ISSB standards contribute directly to the transition to a more sustainable economy. Both by encouraging companies to take concrete action, and by encouraging investors to finance economic players committed to this process.

They also raise awareness of the environmental and social challenges facing society as a whole.

ISSB and CSRD: differences and similarities

Despite some divergences, the standards issued by IFRS and EFRAG share a common objective and therefore tend to converge both in substance and form. Their main difference concerns materiality analysis.

Financial materiality VS double materiality

While both standards include a materiality analysis as a preamble to disclosure, the ISSB has chosen to focus solely on financial materiality or simple materiality. This involves estimating the impact that climate change will have on a company's activities, focusing on the financial consequences that this represents, in terms of risks and opportunities. This approach is regularly criticized, as it implies that economic players are only capable of acting in the light of potential financial constraints or opportunities.

In the CSRDEFRAG has chosen to ask companies to perform a double-materiality analysis. dual materiality. This involves taking the concept of financial materiality and adding impact materiality. This means that companies must not only estimate the financial consequences of climate change on their activities, but also assess the impact that their activities or their transition to a sustainable model will have on the various ESG indicators. This includes the environment in the broadest sense (greenhouse gas emissions, pollution, biodiversity, water resources, etc.) as well as social and societal dimensions (impact on suppliers, local communities, etc.).

Representation of the "double materiality" principle

How can ESRS and IFRS-S be interoperated?

While the definition of "materiality" differs from one reporting standard to another, the CSRD and ISSB retain many points of convergence.

To reduce the risk of double-reporting to which some companies could find themselves subject, EFRAG and the ISSB have worked together to ensure a high degree of interoperability between their two sets of standards.

IFRS-S1 thus shares many points in common with ESRS 1 and ESRS 2, corresponding to the general criteria of the CSRD.

IFRS-S2 should be viewed in parallel with ESRS E1, which is dedicated to climate change. Most of the datapoints requested in the ISSB are found in the CSRD reports.

To date, however, the ESRS E1 remains more comprehensive than its ISSB counterpart, particularly with regard to actions taken to combat global warming, as well as issues relating to energy consumption and the energy mix.

Furthermore, unlike IFRS-S2, ESRS E1 does not consider carbon credits as a means of achieving greenhouse gas emission reduction targets.

In order to provide a clearer picture, EFRAG has published a cross-reference table between the two non-financial reporting standards, identifying the points of convergence between them.

Comparison of the scope of the main non-financial reporting standards

ISSB application worldwide

As the IFRS-S standards have only recently been published, they are still in the process of being rolled out in many countries.

However, these sustainability standards have already been adopted by many countries, including the UK, Brazil, Costa Rica, Sri Lanka, Nigeria and Turkey.

Other countries are currently holding consultations with a view to their adoption.
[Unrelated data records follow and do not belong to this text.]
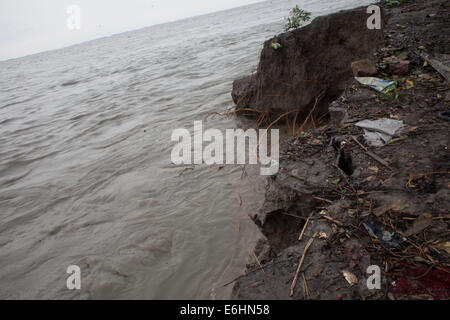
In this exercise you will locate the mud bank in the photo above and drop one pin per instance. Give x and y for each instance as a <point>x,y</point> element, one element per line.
<point>339,204</point>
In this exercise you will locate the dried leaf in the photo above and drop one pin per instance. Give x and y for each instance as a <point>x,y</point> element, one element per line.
<point>419,224</point>
<point>350,277</point>
<point>444,246</point>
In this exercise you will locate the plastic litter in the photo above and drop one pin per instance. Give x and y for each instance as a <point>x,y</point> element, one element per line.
<point>379,132</point>
<point>388,238</point>
<point>276,46</point>
<point>378,84</point>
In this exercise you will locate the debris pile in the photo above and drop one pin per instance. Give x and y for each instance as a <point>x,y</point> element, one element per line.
<point>370,190</point>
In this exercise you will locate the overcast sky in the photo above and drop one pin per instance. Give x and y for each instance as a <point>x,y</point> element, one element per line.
<point>31,26</point>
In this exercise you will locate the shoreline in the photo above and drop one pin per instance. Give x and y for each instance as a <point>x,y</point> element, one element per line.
<point>339,205</point>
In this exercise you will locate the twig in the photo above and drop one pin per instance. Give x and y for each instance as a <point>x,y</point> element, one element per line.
<point>304,228</point>
<point>371,154</point>
<point>305,286</point>
<point>294,282</point>
<point>322,199</point>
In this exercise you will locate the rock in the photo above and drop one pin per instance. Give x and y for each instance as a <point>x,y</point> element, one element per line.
<point>364,68</point>
<point>338,115</point>
<point>400,68</point>
<point>314,60</point>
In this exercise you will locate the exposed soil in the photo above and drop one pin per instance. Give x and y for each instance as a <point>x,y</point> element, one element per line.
<point>386,206</point>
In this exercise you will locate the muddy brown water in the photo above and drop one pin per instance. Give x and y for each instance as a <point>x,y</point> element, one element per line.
<point>85,170</point>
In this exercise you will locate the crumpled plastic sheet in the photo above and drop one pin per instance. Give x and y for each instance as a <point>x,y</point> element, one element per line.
<point>379,132</point>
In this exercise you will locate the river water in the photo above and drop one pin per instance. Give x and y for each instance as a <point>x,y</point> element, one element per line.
<point>85,170</point>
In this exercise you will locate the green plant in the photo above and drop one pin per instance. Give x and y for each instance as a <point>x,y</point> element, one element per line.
<point>297,18</point>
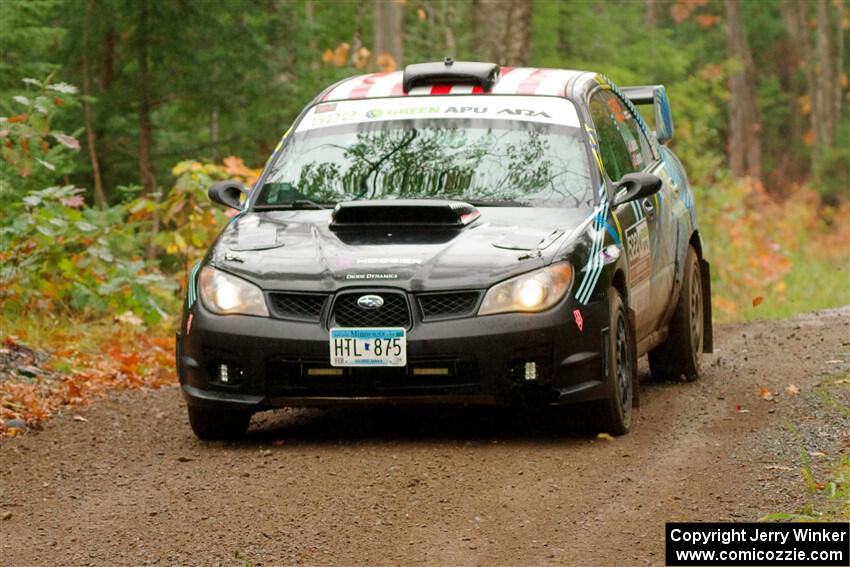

These include Canada, Japan and Singapore.

Conclusion

The ISSB has rapidly established itself as a major player in the regulation of sustainability reporting. By setting itself the goal of harmonizing standards for the disclosure of extra-financial information by companies worldwide, it will enable companies to demonstrate transparency and take concrete action for the climate. These standards have the potential to transform financial markets and the global economy.

Currently focused on climate indicators, the IFRS Foundation has indicated that it is working on new standards which, like CSRD, could be applied to other ESG indicators.

It is now up to companies and investors to prepare for the adoption of these standards, which are likely to become the benchmark for extra-financial reporting in many countries, just as the CSRD is in the European Union.